Historic Burlington‚ Vermont
Redstone Campus, South Prospect Street
Built: 1885 - 1891
Original name: A.A. Buell Estate
UVM's Redstone Campus is as distinctive as its central core campus. Built at the close of the nineteenth century by lumber magnate Addison A. Buell, there is a great richness and humor in its evolution. It is noted that Buell was engaged in a contest of mansion-building and one-upmanship with railroad steamboat tycoon Col. Legrand Cannon whose opulent home was located nearby.1 (Incidentally, John Wilson, whose house stands on Mansfield Avenue , served as Cannon's gardener prior to establishing his own business.2) Buell reportedly built an “Egyptian Room” in his mansion, in response to Cannon's “Persian Room.” A long circular driveway approaches the main house, with a gatehouse at standing at one end and a large carriage house at the other. A long, low, stone wall spans the entire front of the property, and is broken only to accommodate the driveway. The structures are constructed from local Monkton Dolomite, commonly known as “redstone.” The houses were built in a Richardson Romanesque style, and speak to Billings Library in this respect.
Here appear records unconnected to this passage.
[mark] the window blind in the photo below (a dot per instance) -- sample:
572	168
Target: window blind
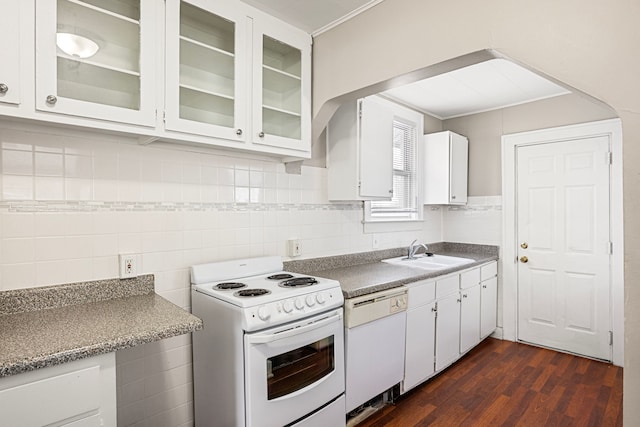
403	204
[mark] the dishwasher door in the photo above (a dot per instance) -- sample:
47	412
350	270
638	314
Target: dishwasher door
374	358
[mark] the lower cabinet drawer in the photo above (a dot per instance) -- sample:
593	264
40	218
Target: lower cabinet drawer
447	285
69	394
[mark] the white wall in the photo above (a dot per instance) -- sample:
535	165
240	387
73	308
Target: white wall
586	44
72	201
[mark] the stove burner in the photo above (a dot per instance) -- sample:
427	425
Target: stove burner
251	292
229	285
298	282
280	276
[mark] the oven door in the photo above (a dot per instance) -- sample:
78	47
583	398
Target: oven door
293	370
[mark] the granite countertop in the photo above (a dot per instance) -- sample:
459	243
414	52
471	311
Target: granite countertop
362	274
47	326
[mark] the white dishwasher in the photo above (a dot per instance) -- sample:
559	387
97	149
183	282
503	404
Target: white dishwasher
374	344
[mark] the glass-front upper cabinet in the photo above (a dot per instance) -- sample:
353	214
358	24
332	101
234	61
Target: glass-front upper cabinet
206	69
281	87
95	58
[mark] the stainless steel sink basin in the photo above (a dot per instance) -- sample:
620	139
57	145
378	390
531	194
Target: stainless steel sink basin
435	262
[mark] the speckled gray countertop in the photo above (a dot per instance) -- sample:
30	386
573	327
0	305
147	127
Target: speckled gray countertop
363	273
47	326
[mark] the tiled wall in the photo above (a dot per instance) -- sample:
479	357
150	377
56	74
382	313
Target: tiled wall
71	202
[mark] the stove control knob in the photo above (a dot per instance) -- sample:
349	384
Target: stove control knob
264	313
310	301
287	306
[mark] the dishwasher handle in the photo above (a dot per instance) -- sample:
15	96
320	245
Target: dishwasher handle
361	310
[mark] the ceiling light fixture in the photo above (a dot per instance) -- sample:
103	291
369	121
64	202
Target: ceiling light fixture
75	45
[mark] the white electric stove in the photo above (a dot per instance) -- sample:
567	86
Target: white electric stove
272	349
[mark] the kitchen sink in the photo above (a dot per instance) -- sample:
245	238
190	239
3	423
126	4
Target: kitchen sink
434	262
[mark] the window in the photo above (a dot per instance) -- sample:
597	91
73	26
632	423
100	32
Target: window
405	205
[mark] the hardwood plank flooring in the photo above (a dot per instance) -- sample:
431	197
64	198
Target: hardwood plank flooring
502	383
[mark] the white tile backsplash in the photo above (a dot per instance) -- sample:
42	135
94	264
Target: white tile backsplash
67	216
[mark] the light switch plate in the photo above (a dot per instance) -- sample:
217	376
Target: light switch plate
293	247
129	265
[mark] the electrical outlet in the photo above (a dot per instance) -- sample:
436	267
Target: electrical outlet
293	247
128	265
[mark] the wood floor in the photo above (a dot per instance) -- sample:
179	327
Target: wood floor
502	383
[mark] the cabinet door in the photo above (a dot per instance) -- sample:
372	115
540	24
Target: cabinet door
10	44
281	86
447	331
420	345
206	69
458	169
488	306
114	82
469	318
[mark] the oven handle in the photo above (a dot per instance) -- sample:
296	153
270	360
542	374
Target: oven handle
297	330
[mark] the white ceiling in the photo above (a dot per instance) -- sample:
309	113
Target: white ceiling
486	86
313	16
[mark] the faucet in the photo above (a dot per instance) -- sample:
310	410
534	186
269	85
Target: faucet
413	248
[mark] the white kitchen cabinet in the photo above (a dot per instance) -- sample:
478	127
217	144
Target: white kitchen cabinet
79	393
488	299
469	309
447	330
469	318
237	74
420	334
206	68
445	168
116	83
446	318
360	151
281	86
10	47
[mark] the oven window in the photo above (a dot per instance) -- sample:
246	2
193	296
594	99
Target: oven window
296	369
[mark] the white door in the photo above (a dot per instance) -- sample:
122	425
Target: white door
563	237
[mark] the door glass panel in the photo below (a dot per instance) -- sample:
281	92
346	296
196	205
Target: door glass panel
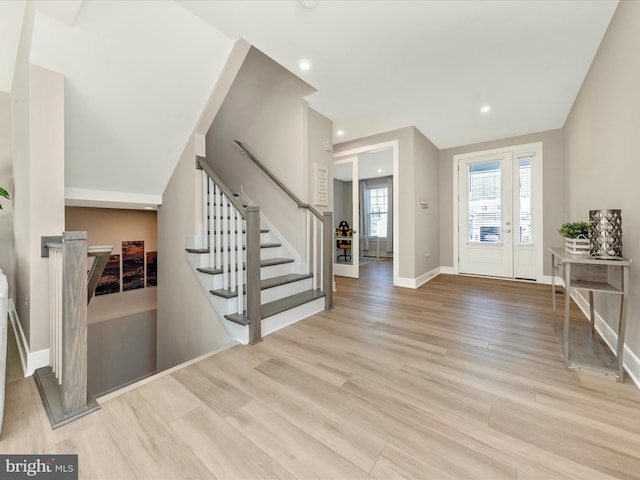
485	202
343	213
526	207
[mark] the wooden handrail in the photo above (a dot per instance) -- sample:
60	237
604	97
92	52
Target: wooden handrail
276	181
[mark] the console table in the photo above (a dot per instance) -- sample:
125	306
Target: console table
582	350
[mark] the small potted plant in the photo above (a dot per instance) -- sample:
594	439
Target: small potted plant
5	194
576	237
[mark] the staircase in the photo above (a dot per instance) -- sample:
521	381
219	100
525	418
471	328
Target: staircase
255	281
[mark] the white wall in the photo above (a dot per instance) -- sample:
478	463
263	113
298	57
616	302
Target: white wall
426	187
187	324
601	145
38	166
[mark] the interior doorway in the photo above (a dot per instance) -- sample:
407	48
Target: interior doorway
498	230
365	215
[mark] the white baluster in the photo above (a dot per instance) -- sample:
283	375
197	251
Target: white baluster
315	251
240	261
218	216
203	237
232	249
210	223
225	243
321	257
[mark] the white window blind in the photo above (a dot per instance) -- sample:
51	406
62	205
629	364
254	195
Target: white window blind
485	202
378	211
525	198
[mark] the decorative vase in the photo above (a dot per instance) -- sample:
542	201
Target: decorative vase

The entire estate spanned some sixty-six acres.3
1. Vermont Division for Historic Preservation, Burlington Historic Sites & Structures
Surveys (1978 & 1983).
2. Blow, David, Historic Guide to Burlington Neighborhoods, VII (Chittenden
County Historical Society, 1997), 64.
3. Visser, Thomas, Reid Larson and Ann Cousins, National Register of Historic
Places Registration Form – Redstone Historic District. (United States Department
of the Interior, National Park Service: 1991.)